The week after the stratigraphy was finished, the students used the same Google Earth Web landscape, augmented with hundreds more images, to map the unit contacts and create cross sections of Grape Creek. This is a typical mapping exercise that OU and other schools within the Cañon City Embayment participate in every summer. While we weren’t able to completely recreate the field experience, we were able to provide the students with all the data they would need to map the area…which they may have to do in future jobs or during their master’s work. It is one thing to be taken to a field area and led around, but another to have to plan your own exploration of the area (gently guided by myself and the TA) and make your own deadlines to assure you can complete the work. This is an invaluable skill to master before entering the workplace beyond college!
Virtual Field Trip to the Grand Tetons
The students were still able to go on a regional field trip, albeit a virtual one. Dr. Doug Elmore put together a google earth tour of the northern Rockies. Usually this is an in-person field trip to northern Colorado and Wyoming to explore Laramide structures, the Grand Tetons, and the overall tectonics of the area. This year the students virtually visited these places and were able to visit modern analogs of many of the depositional systems—which is something we don’t get to do in in-person field camp.
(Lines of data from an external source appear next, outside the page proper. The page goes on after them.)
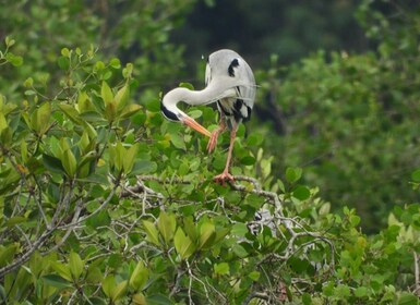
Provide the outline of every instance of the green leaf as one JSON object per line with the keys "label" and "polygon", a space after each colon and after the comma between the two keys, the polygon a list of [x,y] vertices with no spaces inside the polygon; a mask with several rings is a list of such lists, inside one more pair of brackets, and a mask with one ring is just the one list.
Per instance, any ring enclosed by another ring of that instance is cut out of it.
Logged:
{"label": "green leaf", "polygon": [[255,158],[252,156],[245,156],[241,158],[241,163],[244,166],[253,166],[255,164]]}
{"label": "green leaf", "polygon": [[122,88],[120,88],[115,97],[115,101],[117,103],[117,111],[121,111],[128,103],[130,99],[130,87],[125,84]]}
{"label": "green leaf", "polygon": [[118,58],[112,58],[109,61],[109,65],[112,66],[113,69],[120,69],[121,68],[121,62]]}
{"label": "green leaf", "polygon": [[195,245],[191,239],[185,235],[181,228],[178,228],[173,236],[173,244],[177,253],[182,259],[189,258],[195,251]]}
{"label": "green leaf", "polygon": [[293,197],[303,202],[311,197],[311,191],[303,185],[298,185],[292,193]]}
{"label": "green leaf", "polygon": [[4,38],[4,44],[8,48],[12,47],[14,44],[16,42],[16,40],[14,40],[13,38],[11,38],[10,36],[5,36]]}
{"label": "green leaf", "polygon": [[259,133],[252,133],[247,137],[248,146],[260,146],[263,143],[263,135]]}
{"label": "green leaf", "polygon": [[205,221],[200,227],[199,248],[205,249],[213,246],[213,242],[216,237],[216,229],[213,222]]}
{"label": "green leaf", "polygon": [[136,160],[132,173],[134,174],[146,174],[153,173],[157,170],[157,163],[148,160]]}
{"label": "green leaf", "polygon": [[131,146],[123,154],[124,157],[122,159],[122,167],[124,169],[125,174],[130,173],[131,170],[133,169],[133,164],[134,164],[134,160],[135,160],[135,156],[137,154],[137,150],[139,150],[139,143]]}
{"label": "green leaf", "polygon": [[5,117],[0,112],[0,133],[9,126],[8,121],[5,121]]}
{"label": "green leaf", "polygon": [[356,290],[355,290],[355,295],[357,297],[363,297],[363,296],[367,296],[369,294],[369,289],[365,288],[365,286],[358,286]]}
{"label": "green leaf", "polygon": [[125,293],[127,289],[129,286],[129,281],[122,281],[120,282],[117,286],[113,288],[112,293],[111,293],[111,300],[113,302],[118,301],[123,296]]}
{"label": "green leaf", "polygon": [[135,291],[141,291],[148,280],[148,269],[142,260],[139,260],[133,273],[131,273],[129,284]]}
{"label": "green leaf", "polygon": [[47,170],[50,170],[52,172],[64,173],[64,168],[62,167],[60,159],[56,157],[43,154],[43,163],[47,168]]}
{"label": "green leaf", "polygon": [[415,170],[411,173],[411,179],[412,179],[413,182],[420,182],[420,169]]}
{"label": "green leaf", "polygon": [[163,294],[152,294],[146,297],[146,304],[147,305],[173,305],[175,303],[171,302],[168,296]]}
{"label": "green leaf", "polygon": [[173,144],[175,147],[187,150],[185,142],[183,141],[183,137],[181,137],[179,134],[172,133],[170,135],[170,142]]}
{"label": "green leaf", "polygon": [[97,229],[99,227],[106,227],[111,223],[111,218],[106,209],[100,210],[98,213],[91,216],[86,220],[86,224],[91,228]]}
{"label": "green leaf", "polygon": [[410,292],[401,292],[398,297],[398,305],[416,305],[419,304],[419,297]]}
{"label": "green leaf", "polygon": [[155,224],[148,220],[143,220],[142,222],[144,231],[146,231],[147,240],[155,245],[160,246],[159,232],[157,231]]}
{"label": "green leaf", "polygon": [[195,242],[199,237],[196,232],[195,223],[191,216],[183,218],[183,231],[191,239],[191,241]]}
{"label": "green leaf", "polygon": [[64,265],[64,264],[62,264],[60,261],[56,261],[56,260],[50,261],[50,265],[51,265],[52,269],[57,273],[59,273],[59,276],[61,278],[65,279],[67,281],[72,280],[70,267],[68,265]]}
{"label": "green leaf", "polygon": [[244,237],[249,232],[250,230],[248,230],[247,224],[242,222],[237,222],[232,225],[231,234],[233,235]]}
{"label": "green leaf", "polygon": [[106,277],[101,282],[103,291],[106,296],[111,297],[116,286],[116,279],[112,274]]}
{"label": "green leaf", "polygon": [[14,66],[20,66],[23,63],[23,58],[21,56],[15,56],[14,53],[8,52],[5,59],[13,64]]}
{"label": "green leaf", "polygon": [[51,117],[51,103],[44,102],[38,109],[36,109],[31,115],[31,127],[40,136],[48,126],[49,119]]}
{"label": "green leaf", "polygon": [[16,253],[16,244],[0,246],[0,266],[5,266],[11,263],[14,254]]}
{"label": "green leaf", "polygon": [[71,149],[67,149],[63,151],[61,157],[61,163],[69,176],[74,176],[76,169],[77,169],[77,162],[76,158],[74,157]]}
{"label": "green leaf", "polygon": [[239,244],[232,245],[232,251],[240,258],[244,258],[249,255],[248,252],[245,251],[245,248]]}
{"label": "green leaf", "polygon": [[69,268],[74,280],[79,280],[83,272],[84,263],[75,252],[71,252],[69,255]]}
{"label": "green leaf", "polygon": [[135,112],[137,112],[140,109],[142,109],[140,105],[130,103],[122,109],[120,113],[120,119],[128,119],[131,115],[133,115]]}
{"label": "green leaf", "polygon": [[169,245],[169,242],[173,237],[176,227],[177,222],[175,215],[168,215],[166,211],[161,210],[159,219],[157,220],[157,228],[167,245]]}
{"label": "green leaf", "polygon": [[255,282],[259,281],[260,276],[261,276],[261,272],[259,272],[259,271],[251,271],[251,272],[248,274],[248,277],[249,277],[251,280],[255,281]]}
{"label": "green leaf", "polygon": [[58,106],[62,112],[64,112],[65,117],[68,117],[73,123],[82,124],[82,120],[80,119],[79,111],[72,106],[67,103],[60,103]]}
{"label": "green leaf", "polygon": [[286,180],[289,183],[297,182],[302,176],[302,169],[300,168],[287,168],[286,169]]}
{"label": "green leaf", "polygon": [[105,81],[103,82],[103,86],[100,87],[100,97],[103,98],[105,106],[110,105],[113,101],[112,90]]}
{"label": "green leaf", "polygon": [[229,265],[227,263],[220,263],[214,265],[214,270],[216,274],[229,274]]}
{"label": "green leaf", "polygon": [[71,283],[58,274],[44,276],[43,281],[46,285],[55,286],[58,289],[71,288]]}

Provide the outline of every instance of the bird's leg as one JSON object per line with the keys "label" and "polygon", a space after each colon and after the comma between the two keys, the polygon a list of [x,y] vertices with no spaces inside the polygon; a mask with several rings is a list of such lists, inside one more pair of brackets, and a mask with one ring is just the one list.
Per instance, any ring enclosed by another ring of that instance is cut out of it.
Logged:
{"label": "bird's leg", "polygon": [[216,148],[217,138],[218,138],[219,134],[223,133],[225,130],[226,130],[225,118],[220,118],[219,125],[217,126],[216,130],[214,130],[212,132],[211,138],[208,141],[208,144],[207,144],[208,152],[212,152]]}
{"label": "bird's leg", "polygon": [[231,132],[230,132],[230,144],[229,144],[228,158],[226,160],[225,170],[220,174],[218,174],[214,178],[214,181],[219,183],[219,184],[225,184],[226,181],[232,182],[235,180],[235,178],[229,173],[229,168],[230,168],[230,159],[232,158],[233,144],[235,144],[236,136],[237,136],[237,129],[236,129],[236,126],[233,126]]}

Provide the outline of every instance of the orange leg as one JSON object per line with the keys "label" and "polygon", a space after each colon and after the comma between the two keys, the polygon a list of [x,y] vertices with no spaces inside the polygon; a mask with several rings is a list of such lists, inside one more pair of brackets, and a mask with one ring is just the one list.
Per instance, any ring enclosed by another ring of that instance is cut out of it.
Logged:
{"label": "orange leg", "polygon": [[227,181],[229,181],[229,182],[235,181],[235,178],[229,173],[229,168],[230,168],[230,160],[232,158],[233,144],[235,144],[236,136],[237,136],[237,129],[236,129],[236,126],[233,126],[233,129],[230,132],[230,144],[229,144],[228,158],[226,160],[225,170],[220,174],[218,174],[214,178],[215,182],[223,184],[223,185]]}
{"label": "orange leg", "polygon": [[220,118],[220,123],[219,123],[218,127],[212,132],[211,138],[208,141],[208,144],[207,144],[208,152],[212,152],[216,148],[217,138],[218,138],[219,134],[223,133],[225,130],[226,130],[225,119]]}

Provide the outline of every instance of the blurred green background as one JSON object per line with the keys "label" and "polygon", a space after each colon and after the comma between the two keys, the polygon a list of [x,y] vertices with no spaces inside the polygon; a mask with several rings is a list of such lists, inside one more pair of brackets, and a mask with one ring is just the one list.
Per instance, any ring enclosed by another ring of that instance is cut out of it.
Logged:
{"label": "blurred green background", "polygon": [[202,87],[202,56],[231,48],[254,69],[260,88],[247,132],[264,136],[275,179],[303,168],[304,183],[337,210],[357,208],[367,232],[382,228],[392,206],[418,200],[418,1],[0,3],[0,39],[13,37],[9,60],[24,62],[1,66],[9,100],[22,102],[29,76],[52,89],[64,47],[132,62],[139,103],[180,82]]}

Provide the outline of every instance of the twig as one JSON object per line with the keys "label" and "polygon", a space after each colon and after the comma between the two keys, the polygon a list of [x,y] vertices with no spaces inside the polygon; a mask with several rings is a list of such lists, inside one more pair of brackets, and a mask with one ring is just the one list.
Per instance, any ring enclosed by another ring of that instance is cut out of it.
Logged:
{"label": "twig", "polygon": [[419,258],[419,254],[416,251],[412,252],[412,255],[415,257],[415,278],[416,278],[415,293],[417,296],[420,297],[420,267],[419,267],[420,258]]}

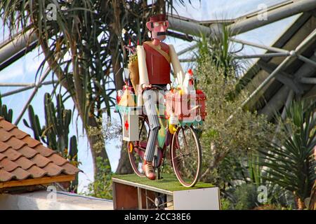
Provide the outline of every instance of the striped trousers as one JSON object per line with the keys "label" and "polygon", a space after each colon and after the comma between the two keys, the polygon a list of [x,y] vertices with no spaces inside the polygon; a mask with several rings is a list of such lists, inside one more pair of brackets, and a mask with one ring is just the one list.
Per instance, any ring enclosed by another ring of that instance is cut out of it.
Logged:
{"label": "striped trousers", "polygon": [[154,159],[158,132],[160,129],[160,123],[158,119],[156,106],[157,97],[158,91],[145,90],[143,92],[143,99],[144,101],[145,108],[146,110],[150,129],[148,142],[147,143],[146,151],[144,156],[144,159],[148,162],[152,162]]}

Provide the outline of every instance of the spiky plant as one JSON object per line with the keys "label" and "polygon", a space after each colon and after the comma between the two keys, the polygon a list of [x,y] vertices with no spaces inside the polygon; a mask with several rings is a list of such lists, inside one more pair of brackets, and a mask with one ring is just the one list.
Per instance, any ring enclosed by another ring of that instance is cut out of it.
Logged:
{"label": "spiky plant", "polygon": [[281,145],[272,144],[272,150],[261,151],[263,158],[260,163],[267,167],[263,178],[292,192],[298,209],[305,207],[304,200],[310,195],[316,178],[315,112],[315,104],[294,102],[287,111],[291,122],[282,126],[287,138]]}

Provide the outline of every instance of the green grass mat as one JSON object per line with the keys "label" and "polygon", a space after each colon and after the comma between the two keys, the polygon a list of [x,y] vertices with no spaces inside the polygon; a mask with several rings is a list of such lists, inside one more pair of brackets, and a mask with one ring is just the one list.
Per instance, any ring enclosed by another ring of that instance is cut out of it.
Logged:
{"label": "green grass mat", "polygon": [[163,174],[162,179],[156,179],[155,181],[151,181],[145,177],[141,178],[136,174],[114,175],[113,177],[118,179],[147,185],[151,187],[169,191],[214,187],[214,186],[211,183],[198,182],[193,188],[185,188],[180,183],[175,175],[169,174]]}

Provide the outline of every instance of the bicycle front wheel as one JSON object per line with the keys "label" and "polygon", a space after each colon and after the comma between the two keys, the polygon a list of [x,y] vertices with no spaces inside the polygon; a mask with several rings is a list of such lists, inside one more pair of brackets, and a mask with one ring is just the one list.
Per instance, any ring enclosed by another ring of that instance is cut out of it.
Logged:
{"label": "bicycle front wheel", "polygon": [[202,149],[197,134],[191,126],[178,129],[171,141],[171,162],[176,176],[185,187],[193,187],[202,169]]}

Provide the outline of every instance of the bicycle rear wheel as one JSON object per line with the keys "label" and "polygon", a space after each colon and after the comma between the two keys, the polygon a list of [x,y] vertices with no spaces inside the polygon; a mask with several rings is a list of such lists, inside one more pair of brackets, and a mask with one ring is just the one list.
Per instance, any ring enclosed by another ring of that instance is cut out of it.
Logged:
{"label": "bicycle rear wheel", "polygon": [[150,131],[149,122],[145,116],[139,116],[138,130],[139,141],[129,142],[127,149],[133,170],[137,176],[144,177],[142,166]]}
{"label": "bicycle rear wheel", "polygon": [[171,146],[171,162],[178,181],[185,187],[194,186],[202,168],[202,149],[192,127],[184,126],[173,134]]}

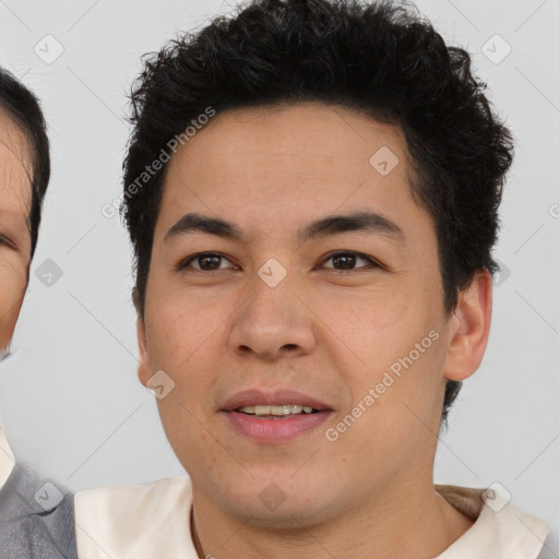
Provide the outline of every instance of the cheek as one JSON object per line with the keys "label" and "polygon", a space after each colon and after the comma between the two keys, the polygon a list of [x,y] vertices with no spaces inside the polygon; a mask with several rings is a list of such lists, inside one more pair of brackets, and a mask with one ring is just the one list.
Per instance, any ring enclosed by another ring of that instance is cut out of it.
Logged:
{"label": "cheek", "polygon": [[13,266],[0,263],[0,348],[12,337],[25,293],[25,276]]}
We used numerous other virtual field trips and mapping exercises during field camp, but as of this writing, I cannot divulge them – the students are currently working on them!
Thoughts about the Experience
In light of the turmoil in the United States, and the world, I’m glad I had the opportunity to work with my colleagues, my wonderful TAs, and everyone else who has banded together to make online field camp a reality. I know the students were disappointed to not visit Bartell Field Camp this year, but they did come away with a head full of knowledge about geologic process, software usage, and a series of job talks from colleagues who were able to visit the class via zoom.
Even though this is hopefully only an issue this year, the exercises that we’ve developed will be used in my Field Methods class in the coming years. My anxiety about students getting injured in the field was alleviated this year…although my back now realizes that my office chair could sure use an upgrade!